Un dolly professionale costa tra i 15.000 e gli 80.000 euro. Un parco completo — dolly, binari, teste, accessori — supera i 100.000 euro. Per una società di produzione che gira 3-5 film l’anno, questo investimento non si ammortizza. Il noleggio dell’attrezzatura grip non è un compromesso: è la soluzione razionale scelta dalle produzioni serie, dai cortometraggi indipendenti alle serie HBO e Netflix.

L’equazione economica del noleggio: perché i numeri parlano da soli

Poniamo i dati con chiarezza. Un Fisher 10, dolly di riferimento sulla maggior parte delle produzioni professionali, costa circa 40.000 euro nuovo. Un Chapman PeeWee IV — lo standard delle produzioni americane — supera i 60.000 euro. Un Panther S-Type, più compatto, si aggira intorno ai 25.000 euro.

A queste cifre si aggiungono una testa idraulica O’Connor o Cartoni (da 8.000 a 15.000 euro), un set di binari dritti e curvi (da 10.000 a 20.000 euro), gli accessori di sicurezza, i ricambi e lo spazio di stoccaggio. Si arriva facilmente a 100.000-150.000 euro per un parco operativo completo.

Per una produzione che gira 25 giorni per film e realizza 4 film l’anno, questo materiale rimane inutilizzato circa 260 giorni l’anno. L’ammortamento diventa insostenibile. Il noleggio risolve il problema alla radice: si paga per i giorni di utilizzo effettivo, niente altro.

Cosa si evita scegliendo il noleggio

La manutenzione e le revisioni — un costo invisibile ma reale

Un dolly professionale richiede revisioni periodiche: cuscinetti, sistemi idraulici, struttura meccanica. Questi interventi non si eseguono da un tecnico generalista — richiedono specialisti e, a volte, il ritorno in fabbrica per i componenti critici.

Su un Fisher 10 o un Chapman PeeWee, una revisione completa rappresenta alcune migliaia di euro.
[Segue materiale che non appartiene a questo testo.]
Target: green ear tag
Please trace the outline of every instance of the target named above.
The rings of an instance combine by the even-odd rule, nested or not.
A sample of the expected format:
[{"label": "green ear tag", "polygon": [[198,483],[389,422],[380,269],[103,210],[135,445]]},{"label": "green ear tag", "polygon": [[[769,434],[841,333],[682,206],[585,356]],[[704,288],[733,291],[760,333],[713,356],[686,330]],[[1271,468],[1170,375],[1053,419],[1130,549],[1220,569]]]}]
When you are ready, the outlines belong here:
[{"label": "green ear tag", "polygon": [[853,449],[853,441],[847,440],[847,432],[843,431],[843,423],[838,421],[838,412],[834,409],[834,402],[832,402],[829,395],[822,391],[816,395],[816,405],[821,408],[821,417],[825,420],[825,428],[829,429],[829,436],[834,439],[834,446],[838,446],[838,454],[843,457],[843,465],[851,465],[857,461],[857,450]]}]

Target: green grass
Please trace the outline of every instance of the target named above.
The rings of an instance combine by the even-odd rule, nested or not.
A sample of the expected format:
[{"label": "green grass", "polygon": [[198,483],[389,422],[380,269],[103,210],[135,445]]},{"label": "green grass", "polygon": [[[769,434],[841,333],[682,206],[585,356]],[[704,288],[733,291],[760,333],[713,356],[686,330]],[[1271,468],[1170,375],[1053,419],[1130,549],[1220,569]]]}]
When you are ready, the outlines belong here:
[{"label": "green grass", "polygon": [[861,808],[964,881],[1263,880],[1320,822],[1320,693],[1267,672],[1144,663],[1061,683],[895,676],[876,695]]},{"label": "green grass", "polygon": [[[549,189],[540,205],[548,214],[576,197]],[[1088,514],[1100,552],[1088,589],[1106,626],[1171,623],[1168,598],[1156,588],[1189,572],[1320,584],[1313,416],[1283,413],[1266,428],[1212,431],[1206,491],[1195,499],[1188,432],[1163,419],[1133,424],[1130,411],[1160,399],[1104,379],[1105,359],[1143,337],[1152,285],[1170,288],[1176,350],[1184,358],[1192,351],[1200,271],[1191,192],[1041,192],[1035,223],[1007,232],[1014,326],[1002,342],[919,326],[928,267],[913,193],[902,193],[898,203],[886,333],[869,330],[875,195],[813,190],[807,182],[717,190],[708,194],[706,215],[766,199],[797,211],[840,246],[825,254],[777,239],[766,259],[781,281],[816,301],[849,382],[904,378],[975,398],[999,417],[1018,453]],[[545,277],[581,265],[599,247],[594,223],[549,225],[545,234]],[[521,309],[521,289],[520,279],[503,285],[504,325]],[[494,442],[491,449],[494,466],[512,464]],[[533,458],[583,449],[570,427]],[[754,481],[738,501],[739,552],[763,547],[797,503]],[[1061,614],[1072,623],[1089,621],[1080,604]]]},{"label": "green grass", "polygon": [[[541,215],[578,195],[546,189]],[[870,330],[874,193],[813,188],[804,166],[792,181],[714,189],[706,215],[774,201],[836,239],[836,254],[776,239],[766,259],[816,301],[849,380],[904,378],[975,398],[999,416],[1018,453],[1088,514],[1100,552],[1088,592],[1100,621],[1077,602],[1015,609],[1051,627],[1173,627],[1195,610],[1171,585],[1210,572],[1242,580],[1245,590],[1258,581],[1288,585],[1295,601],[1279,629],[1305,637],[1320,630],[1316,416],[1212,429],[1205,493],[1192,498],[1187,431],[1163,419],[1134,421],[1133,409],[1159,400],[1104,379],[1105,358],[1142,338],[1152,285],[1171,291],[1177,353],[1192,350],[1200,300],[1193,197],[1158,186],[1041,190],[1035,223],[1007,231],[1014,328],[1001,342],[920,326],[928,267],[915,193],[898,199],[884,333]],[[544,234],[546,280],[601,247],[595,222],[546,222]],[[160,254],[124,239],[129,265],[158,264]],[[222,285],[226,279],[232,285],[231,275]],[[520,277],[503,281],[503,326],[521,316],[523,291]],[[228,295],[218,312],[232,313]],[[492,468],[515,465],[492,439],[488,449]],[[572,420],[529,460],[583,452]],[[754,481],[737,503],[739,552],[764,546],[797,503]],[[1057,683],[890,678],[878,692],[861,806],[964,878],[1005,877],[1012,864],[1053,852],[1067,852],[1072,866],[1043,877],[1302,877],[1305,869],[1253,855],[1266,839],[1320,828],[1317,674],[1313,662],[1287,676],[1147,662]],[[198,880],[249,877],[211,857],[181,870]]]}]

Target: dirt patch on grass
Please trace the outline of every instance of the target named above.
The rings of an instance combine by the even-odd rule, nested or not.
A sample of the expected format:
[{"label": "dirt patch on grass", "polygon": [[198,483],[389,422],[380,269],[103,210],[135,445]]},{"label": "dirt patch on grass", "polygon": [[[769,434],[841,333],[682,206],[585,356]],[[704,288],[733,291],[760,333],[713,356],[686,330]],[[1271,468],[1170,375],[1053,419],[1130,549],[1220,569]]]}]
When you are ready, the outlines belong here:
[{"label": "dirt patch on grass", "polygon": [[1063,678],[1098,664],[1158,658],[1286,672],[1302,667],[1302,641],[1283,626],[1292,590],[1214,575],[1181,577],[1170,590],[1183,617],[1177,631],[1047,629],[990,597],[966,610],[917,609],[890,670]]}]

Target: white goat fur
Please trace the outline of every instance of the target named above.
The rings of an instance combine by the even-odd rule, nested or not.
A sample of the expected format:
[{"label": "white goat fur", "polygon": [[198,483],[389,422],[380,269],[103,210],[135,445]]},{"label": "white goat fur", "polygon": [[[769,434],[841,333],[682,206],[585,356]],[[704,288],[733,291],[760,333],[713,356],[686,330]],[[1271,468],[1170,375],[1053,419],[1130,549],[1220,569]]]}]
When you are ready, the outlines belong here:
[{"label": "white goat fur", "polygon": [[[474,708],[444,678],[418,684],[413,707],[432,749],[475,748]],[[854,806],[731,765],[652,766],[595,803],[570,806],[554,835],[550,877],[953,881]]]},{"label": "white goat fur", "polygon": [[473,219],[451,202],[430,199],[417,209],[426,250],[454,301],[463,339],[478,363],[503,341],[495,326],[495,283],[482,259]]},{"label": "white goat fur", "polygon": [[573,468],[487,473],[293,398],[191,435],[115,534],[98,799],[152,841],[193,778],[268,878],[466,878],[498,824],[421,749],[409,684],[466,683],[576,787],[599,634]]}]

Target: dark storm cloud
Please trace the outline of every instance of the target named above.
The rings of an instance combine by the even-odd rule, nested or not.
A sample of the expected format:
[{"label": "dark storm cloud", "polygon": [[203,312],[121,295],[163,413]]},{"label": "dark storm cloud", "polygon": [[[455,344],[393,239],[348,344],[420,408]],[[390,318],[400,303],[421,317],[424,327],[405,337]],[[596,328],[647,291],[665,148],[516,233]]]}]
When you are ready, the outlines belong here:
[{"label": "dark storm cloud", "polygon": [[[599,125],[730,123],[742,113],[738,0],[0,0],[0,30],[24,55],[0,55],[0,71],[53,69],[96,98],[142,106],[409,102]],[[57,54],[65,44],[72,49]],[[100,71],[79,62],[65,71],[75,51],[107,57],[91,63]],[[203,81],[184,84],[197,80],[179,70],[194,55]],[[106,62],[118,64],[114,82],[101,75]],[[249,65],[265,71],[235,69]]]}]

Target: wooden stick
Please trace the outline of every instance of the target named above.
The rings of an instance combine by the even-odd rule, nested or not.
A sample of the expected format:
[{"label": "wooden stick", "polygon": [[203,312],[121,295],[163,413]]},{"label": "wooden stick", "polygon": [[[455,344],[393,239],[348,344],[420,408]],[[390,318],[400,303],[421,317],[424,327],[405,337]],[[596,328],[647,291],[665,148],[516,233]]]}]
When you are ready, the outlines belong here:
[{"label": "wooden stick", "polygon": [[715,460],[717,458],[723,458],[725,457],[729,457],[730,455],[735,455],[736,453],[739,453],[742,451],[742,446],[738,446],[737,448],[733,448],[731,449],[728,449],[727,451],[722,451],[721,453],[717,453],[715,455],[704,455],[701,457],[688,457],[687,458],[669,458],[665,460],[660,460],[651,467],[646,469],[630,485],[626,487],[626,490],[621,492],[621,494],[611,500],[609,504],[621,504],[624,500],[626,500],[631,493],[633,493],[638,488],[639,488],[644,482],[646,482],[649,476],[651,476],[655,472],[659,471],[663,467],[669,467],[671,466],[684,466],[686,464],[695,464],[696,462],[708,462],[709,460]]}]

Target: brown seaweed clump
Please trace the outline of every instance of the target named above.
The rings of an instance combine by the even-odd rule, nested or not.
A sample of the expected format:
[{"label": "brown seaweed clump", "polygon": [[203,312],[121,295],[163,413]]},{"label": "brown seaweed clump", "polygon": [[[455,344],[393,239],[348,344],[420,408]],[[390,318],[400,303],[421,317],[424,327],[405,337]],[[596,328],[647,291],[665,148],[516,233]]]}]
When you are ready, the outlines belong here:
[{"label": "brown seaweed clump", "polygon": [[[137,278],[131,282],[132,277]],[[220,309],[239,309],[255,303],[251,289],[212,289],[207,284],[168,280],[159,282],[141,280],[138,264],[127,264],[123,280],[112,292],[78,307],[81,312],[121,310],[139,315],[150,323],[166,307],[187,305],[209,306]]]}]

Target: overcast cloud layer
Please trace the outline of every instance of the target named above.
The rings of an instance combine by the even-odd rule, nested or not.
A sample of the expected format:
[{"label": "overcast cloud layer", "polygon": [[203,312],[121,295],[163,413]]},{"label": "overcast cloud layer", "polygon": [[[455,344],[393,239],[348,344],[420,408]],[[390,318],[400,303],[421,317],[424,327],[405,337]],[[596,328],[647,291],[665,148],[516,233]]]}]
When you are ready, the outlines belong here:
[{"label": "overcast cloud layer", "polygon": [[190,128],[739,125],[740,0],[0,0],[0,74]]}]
Moltiplicato per la frequenza degli interventi preventivi, aggiungendo i guasti imprevisti, si ottiene un budget di manutenzione che non era nel piano iniziale.

Noleggiando, la manutenzione è a carico del fornitore. Si riceve materiale in perfetto stato a ogni inizio di riprese — o si ha il diritto di rifiutarlo.

L’obsolescenza del parco — la trappola delle attrezzature ferme

Il settore della machineria cinematografica evolve in modo continuo. Negli ultimi dieci anni si è assistito allo sviluppo delle teste girostatiche, dei sistemi di telecomando di precisione, dei bracci telescopici a controllo motorizzato, dei dolly compatibili con telecamere sempre più leggere o, al contrario, con rig sempre più pesanti.

Possedere un parco significa accettare che invecchi mentre i parchi in noleggio si rinnovano. Su una produzione HBO o Netflix, i direttori della fotografia richiedono spesso attrezzature specifiche o di ultima generazione. Se il fornitore non può fornirle, la produzione cerca altrove.

Lo stoccaggio, la logistica, l’assicurazione

Un set di binari da travelling professionale rappresenta diversi metri cubi di materiale. Un parco completo richiede un magazzino climatizzato, sistemi di stoccaggio adeguati, un’assicurazione materiale consistente — i valori in gioco giustificano premi significativi — e una logistica di trasporto appropriata.

Il noleggio elimina tutti questi vincoli. Il fornitore consegna sul set, monta se necessario e ritira a fine riprese.

Su un set di 25 giorni: cosa rappresenta concretamente la machineria

Per rendere concreto il dato, prendiamo un esempio realistico: un lungometraggio o una serie TV con 25 giorni di riprese effettive.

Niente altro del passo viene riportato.